As of November 29 this year, the Jamaica Union Conference of Seventh-day Adventists (JAMU) will formally come into being, with responsibility for the five regional East, West, Central, North and North East Jamaica Conferences.
Pastor Israel Leito (left) and Pastor Derek Bignall discussing major changes in the West Indies Union of Seventh-day Adventists. (Photo: Nigel Coke)
The new Jamaica Union will cater to the spiritual needs of 250,000 Adventists, making it the largest Christian denomination in Jamaica, and a beacon in the worldwide Adventist church.
"We are looking forward to this change in our ecclesiastical landscape," said Pastor Derek Bignall, the Jamaican president of the 104-year-old West Indies Union. "This is a sign of maturity and growth within our region."
One of the biggest items of church news in recent times, the decision to create a Jamaica Union will have a ripple effect on other territories of the West Indies Union and on the Mandeville-based Northern Caribbean University (NCU).
The Bahamas, Cayman Islands and the Turks & Caicos Islands which were also part of the West Indies Union with Jamaica before the reorganisation, will now become the Atlantic Caribbean Union Mission, with approximately 25,000 members.
The Herbert Thompson-led NCU, previously known as the West Indies College, will be jointly owned and operated by the Jamaica and the Atlantic Unions, church officials also confirmed.
Church elders have also decided to build a new church to perpetuate the memory of the West Indies Union in Mandeville.
"It will not only memorialise the history of the growth and development of the Union's conferences/Missions, institutions and churches, but also of individuals," Bignall told the Sunday Observer, adding: "It (the memorial church) is a worthy monument to establish for the preservation of the work of the church to ensure that our history is not forgotten."
Thompson explained that current plans to establish an NCU church would be abandoned in favour of the WIU Memorial Church, as the new church will be named.
In addition, the original NCU church site would now be dedicated to the expansion of a Science Department accommodating the university's emerging Engineering Programme, which will make use of the multi-billion software donation made to the NCU by Siemens Inc in November 2009.
Said Thompson: "When years from now our children and grandchildren ask 'What is this West Indies Union I hear so much about?' there must be a place where information is archived about what we used to be and the memorial church will be just that."
The new configuration was voted into existence by the executive committee of the Adventist World Church at its April 7, 2010 annual spring meeting, and details presented to anxious pastors, workers and church elders assembled at the NCU gymnatorium on May 31, 2010 by Pastor Israel Leito, president of the SDA Inter-American Division.
"This reorganisation is in recognition of the significant growth and development that has taken place in West Indies Union over the past few years," Leito said.
He shot down claims among some members that the dissolution of the West Indies Union was the beginning of a move to create an English-speaking Division within the Inter-American division which has its headquarters in Miami, Florida.

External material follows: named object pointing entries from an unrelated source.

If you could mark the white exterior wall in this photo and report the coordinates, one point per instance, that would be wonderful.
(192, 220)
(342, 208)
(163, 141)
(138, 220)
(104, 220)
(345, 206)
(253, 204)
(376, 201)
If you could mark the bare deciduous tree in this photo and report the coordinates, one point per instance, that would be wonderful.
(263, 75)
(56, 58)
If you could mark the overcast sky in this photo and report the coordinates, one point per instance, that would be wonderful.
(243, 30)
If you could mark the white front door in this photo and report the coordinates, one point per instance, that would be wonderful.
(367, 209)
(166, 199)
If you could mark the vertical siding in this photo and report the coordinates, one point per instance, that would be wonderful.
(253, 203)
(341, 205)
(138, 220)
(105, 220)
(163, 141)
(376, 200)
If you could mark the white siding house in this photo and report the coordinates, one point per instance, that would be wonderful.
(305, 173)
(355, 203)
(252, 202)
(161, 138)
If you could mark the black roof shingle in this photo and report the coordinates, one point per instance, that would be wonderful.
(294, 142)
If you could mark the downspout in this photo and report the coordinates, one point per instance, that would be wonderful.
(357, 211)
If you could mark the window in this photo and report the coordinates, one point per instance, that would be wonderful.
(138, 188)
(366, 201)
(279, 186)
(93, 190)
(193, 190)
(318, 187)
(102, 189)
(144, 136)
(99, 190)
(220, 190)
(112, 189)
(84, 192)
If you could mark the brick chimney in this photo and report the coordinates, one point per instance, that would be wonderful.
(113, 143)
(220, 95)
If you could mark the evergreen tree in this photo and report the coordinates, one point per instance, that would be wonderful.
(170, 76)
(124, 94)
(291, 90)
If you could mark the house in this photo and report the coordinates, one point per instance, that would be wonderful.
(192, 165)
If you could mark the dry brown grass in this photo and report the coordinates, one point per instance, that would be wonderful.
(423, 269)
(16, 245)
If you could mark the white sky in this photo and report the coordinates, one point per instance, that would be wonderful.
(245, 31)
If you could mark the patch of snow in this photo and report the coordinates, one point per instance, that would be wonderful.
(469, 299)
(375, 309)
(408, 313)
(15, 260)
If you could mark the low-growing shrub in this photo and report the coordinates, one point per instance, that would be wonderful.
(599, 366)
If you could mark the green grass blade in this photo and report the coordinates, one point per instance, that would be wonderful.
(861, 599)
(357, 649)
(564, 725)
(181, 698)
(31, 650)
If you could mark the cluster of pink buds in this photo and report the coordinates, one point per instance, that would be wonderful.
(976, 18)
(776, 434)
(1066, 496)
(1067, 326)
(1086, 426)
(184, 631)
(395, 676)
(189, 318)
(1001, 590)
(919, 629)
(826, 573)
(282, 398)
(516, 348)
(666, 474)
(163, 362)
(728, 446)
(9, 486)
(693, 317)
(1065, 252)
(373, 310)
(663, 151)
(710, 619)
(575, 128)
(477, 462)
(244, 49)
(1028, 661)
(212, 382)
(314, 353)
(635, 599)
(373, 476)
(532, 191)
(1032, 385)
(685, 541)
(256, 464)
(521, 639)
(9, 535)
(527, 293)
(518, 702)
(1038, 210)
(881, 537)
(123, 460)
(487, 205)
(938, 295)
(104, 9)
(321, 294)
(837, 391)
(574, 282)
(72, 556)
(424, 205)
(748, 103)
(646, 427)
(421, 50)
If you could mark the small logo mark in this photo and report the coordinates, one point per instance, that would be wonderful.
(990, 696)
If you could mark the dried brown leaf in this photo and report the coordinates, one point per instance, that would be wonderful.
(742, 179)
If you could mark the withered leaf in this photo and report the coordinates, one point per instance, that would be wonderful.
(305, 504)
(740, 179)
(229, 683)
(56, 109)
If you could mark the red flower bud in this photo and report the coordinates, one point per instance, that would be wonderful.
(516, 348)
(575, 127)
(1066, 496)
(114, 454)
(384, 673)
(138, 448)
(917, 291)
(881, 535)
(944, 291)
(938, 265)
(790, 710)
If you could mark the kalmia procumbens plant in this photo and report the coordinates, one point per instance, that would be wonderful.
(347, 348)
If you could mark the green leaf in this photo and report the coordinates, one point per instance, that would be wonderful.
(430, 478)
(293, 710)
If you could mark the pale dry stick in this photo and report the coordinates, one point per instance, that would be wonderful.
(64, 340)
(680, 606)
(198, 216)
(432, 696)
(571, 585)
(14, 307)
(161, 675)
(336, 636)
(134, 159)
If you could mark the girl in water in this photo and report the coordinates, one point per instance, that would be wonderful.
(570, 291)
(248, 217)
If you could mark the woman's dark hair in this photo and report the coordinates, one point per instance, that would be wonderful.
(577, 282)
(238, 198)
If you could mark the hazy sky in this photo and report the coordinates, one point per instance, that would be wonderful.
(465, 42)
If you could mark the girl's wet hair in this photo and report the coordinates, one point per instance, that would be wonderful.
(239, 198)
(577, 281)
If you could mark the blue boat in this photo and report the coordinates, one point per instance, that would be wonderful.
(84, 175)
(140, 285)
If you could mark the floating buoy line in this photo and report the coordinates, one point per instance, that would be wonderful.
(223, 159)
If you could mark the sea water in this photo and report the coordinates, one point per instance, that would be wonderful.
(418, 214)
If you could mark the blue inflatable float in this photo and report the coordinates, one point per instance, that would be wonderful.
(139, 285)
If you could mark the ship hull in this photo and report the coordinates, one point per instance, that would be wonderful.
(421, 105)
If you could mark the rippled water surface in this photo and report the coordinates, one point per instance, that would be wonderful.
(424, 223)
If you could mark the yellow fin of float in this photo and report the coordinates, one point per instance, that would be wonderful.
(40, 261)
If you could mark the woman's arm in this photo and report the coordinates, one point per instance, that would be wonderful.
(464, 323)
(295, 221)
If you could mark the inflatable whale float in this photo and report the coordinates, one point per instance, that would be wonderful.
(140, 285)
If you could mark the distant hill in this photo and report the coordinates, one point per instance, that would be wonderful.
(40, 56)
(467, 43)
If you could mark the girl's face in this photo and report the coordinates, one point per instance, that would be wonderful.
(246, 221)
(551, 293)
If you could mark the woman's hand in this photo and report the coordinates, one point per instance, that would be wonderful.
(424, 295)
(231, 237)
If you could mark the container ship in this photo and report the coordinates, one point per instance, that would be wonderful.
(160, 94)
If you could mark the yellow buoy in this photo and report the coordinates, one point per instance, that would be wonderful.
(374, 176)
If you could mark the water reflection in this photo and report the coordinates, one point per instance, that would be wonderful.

Leito also admitted that some West Indies Union staff would lose their jobs, but said every effort would be made to reabsorb them into other institutions of the church.
The IAD president said the changes would come into effect at the final West Indies Union Session set for November 29 to December 1, 2010, during a ceremony of separation. The separation of finances and assets would become effective January 1, 2011.